# U.S. Medical Insurance Costs

In this document, we will be examining a dataset that contains insurance cost information for individuals in various American regions. Our goal is to find the average insurance cost for each region.

First, we will import the csv module and the relevant file of data, and assemble the data into an easy-to-read list of dictionary items.

In [2]:
import csv
data_rows = []
with open('insurance.csv') as file:
    csv_reader = csv.DictReader(file)
    for row in csv_reader:
        data_rows.append(row)


Looking at the data, each row contains 7 categories: **age, sex, bmi, children, smoker, region, and charges**.

To make the data simpler, we will put each category into its own list.

In [3]:
age = []
sex = []
bmi = []
children = []
smoker = []
region = []
charges = []

for row in data_rows:
    age.append(row['age'])
    sex.append(row['sex'])
    bmi.append(row['bmi'])
    children.append(row['children'])
    smoker.append(row['smoker'])
    region.append(row['region'])
    charges.append(row['charges'])
    

Now that we have the relevant dated sorted.

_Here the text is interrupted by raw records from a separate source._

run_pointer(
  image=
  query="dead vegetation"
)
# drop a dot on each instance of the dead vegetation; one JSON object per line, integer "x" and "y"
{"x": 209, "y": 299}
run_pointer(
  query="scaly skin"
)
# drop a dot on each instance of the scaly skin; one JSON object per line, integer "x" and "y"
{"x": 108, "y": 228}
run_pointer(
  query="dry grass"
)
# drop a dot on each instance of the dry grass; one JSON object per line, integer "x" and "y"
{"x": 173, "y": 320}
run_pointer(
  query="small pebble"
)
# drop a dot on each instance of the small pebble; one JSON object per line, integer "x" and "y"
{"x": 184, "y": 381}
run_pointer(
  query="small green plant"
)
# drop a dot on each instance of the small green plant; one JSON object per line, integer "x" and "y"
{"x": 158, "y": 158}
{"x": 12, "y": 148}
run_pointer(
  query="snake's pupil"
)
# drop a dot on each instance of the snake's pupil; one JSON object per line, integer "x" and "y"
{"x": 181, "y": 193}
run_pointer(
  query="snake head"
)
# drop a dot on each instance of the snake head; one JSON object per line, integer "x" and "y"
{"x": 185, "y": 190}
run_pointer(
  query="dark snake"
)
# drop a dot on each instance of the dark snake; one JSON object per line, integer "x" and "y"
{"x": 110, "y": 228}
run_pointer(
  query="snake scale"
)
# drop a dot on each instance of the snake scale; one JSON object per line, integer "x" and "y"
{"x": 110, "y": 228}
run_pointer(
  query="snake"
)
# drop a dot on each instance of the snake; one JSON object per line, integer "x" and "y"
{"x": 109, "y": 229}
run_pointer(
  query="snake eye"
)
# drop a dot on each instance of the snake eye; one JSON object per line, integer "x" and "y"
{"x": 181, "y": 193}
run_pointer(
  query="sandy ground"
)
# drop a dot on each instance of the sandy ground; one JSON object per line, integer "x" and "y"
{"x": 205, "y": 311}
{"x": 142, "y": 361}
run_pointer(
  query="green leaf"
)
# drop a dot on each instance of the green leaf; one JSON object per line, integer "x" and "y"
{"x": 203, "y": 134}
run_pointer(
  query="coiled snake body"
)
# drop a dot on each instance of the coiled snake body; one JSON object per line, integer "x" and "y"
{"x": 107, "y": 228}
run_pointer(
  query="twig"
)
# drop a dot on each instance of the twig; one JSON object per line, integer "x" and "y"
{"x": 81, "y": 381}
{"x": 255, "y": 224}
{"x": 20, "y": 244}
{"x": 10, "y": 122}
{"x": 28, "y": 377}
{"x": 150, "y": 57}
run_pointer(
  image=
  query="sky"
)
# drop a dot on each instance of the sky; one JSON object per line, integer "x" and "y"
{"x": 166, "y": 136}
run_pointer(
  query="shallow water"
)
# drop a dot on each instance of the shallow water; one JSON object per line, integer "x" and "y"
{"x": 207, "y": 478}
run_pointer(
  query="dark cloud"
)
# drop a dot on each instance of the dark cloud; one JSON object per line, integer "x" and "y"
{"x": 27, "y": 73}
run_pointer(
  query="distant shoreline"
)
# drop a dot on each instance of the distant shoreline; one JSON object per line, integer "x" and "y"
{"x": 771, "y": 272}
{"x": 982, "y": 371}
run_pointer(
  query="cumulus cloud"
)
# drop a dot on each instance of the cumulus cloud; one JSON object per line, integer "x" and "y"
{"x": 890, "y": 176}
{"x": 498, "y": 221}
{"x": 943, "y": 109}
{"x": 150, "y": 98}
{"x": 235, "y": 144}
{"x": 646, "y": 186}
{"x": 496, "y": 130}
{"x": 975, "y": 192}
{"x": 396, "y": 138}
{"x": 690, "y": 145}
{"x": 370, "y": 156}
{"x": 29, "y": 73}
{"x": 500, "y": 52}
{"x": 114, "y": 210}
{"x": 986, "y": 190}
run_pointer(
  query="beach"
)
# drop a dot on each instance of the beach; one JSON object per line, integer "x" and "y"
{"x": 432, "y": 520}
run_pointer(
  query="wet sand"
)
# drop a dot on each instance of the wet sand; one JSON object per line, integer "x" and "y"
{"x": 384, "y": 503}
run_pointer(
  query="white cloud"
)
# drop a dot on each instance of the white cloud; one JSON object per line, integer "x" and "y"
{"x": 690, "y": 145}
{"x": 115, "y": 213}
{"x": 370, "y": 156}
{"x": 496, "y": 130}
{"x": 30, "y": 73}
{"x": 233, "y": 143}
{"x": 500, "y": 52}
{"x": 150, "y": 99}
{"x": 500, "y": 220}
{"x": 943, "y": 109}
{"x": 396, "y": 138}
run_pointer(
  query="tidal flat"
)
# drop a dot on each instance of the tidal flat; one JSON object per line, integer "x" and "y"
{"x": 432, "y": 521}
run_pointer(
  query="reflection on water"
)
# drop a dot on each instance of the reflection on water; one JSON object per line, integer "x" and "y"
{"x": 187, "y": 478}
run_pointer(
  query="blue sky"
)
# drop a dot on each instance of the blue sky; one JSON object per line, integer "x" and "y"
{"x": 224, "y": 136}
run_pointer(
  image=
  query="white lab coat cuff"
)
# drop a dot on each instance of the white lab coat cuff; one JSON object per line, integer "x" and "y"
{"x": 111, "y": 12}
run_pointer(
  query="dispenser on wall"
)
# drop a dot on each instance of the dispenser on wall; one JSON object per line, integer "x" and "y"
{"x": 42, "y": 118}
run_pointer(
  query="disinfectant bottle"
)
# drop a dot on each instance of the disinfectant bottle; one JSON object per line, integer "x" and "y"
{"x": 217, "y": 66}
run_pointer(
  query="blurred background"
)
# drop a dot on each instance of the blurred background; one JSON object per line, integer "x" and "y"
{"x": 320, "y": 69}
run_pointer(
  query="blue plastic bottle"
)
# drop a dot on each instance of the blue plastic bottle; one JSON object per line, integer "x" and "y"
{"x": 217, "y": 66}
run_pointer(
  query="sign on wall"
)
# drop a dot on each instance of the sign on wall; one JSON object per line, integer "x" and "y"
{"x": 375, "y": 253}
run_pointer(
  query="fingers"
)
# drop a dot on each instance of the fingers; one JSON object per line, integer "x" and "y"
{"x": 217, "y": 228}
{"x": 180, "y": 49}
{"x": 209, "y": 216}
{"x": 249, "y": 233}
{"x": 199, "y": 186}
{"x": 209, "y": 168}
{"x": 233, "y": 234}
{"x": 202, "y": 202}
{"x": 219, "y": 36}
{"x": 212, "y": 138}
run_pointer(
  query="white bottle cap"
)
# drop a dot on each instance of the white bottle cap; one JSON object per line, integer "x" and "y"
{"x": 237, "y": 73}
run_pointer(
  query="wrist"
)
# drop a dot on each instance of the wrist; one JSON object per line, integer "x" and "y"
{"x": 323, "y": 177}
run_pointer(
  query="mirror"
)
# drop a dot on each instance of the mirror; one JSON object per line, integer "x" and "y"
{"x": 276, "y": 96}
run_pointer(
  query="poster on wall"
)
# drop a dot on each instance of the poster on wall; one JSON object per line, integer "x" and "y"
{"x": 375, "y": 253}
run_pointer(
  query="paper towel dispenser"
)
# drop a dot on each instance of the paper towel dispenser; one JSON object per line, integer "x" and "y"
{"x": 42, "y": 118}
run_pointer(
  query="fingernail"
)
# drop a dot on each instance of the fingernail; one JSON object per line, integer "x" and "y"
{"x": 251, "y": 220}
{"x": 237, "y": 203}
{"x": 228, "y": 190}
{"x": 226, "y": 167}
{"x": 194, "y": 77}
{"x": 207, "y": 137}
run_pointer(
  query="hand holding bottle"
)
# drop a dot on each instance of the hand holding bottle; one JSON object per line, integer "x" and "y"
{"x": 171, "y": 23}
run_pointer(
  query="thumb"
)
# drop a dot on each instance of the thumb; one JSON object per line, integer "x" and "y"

We want to again ask our research question:

(1) ***What region had the highest average costs?***

To figure this out, we first need to find out what the unique regions are in the data, and after that, we must create separate lists for each region. 

In [4]:
#Find unique regions
myset = set(region)
print(myset)

#Create separate lists for each region
southwest_data = []
northwest_data = []
northeast_data = []
southeast_data = []

{'southwest', 'northwest', 'southeast', 'northeast'}


Now, we need to fill our lists with the appropriate data.

In [5]:
#Populate the lists
for entry in data_rows:
    if entry['region'] == 'southwest':
        southwest_data.append(entry)
    elif entry['region'] == 'northwest':
        northwest_data.append(entry)
    elif entry['region'] == 'northeast':
        northeast_data.append(entry)
    elif entry['region'] == 'southeast':
        southeast_data.append(entry)
    else:
        print('Region not found!')
        

We now have all the correct data in the respective places, so we can go through each of the above lists and find the average cost for each region.

In [6]:
#Average cost for insurance in the southwest
total_southwest_costs = 0
for entry in southwest_data:
    entry_cost = float(entry['charges'])
    total_southwest_costs += entry_cost

southwest_average_cost = round(total_southwest_costs / len(southwest_data))

print("The average insurance costs in the southwest region are {southwest_average_cost} dollars.".format(southwest_average_cost=southwest_average_cost))

The average insurance costs in the southwest region are 12347 dollars.


In [7]:
#Average cost for insurance in the northwest
total_northwest_costs = 0
for entry in northwest_data:
    entry_cost = float(entry['charges'])
    total_northwest_costs += entry_cost

northwest_average_cost = round(total_northwest_costs / len(northwest_data))

print("The average insurance costs in the northwest region are {northwest_average_cost} dollars.".format(northwest_average_cost=northwest_average_cost))

The average insurance costs in the northwest region are 12418 dollars.


In [10]:
#Average cost for insurance in the northeast
total_northeast_costs = 0
for entry in northeast_data:
    entry_cost = float(entry['charges'])
    total_northeast_costs += entry_cost

northeast_average_cost = round(total_northeast_costs / len(northeast_data))

print("The average insurance costs in the northeast region are {northeast_average_cost} dollars.".format(northeast_average_cost=northeast_average_cost))

The average insurance costs in the northeast region are 13406 dollars.


In [9]:
#Average cost for insurance in the southeast
total_southeast_costs = 0
for entry in southeast_data:
    entry_cost = float(entry['charges'])
    total_southeast_costs += entry_cost

southeast_average_cost = round(total_southeast_costs / len(southeast_data))

print("The average insurance costs in the southeast region are {southeast_average_cost} dollars.".format(southeast_average_cost=southeast_average_cost))

The average insurance costs in the southeast region are 14735 dollars.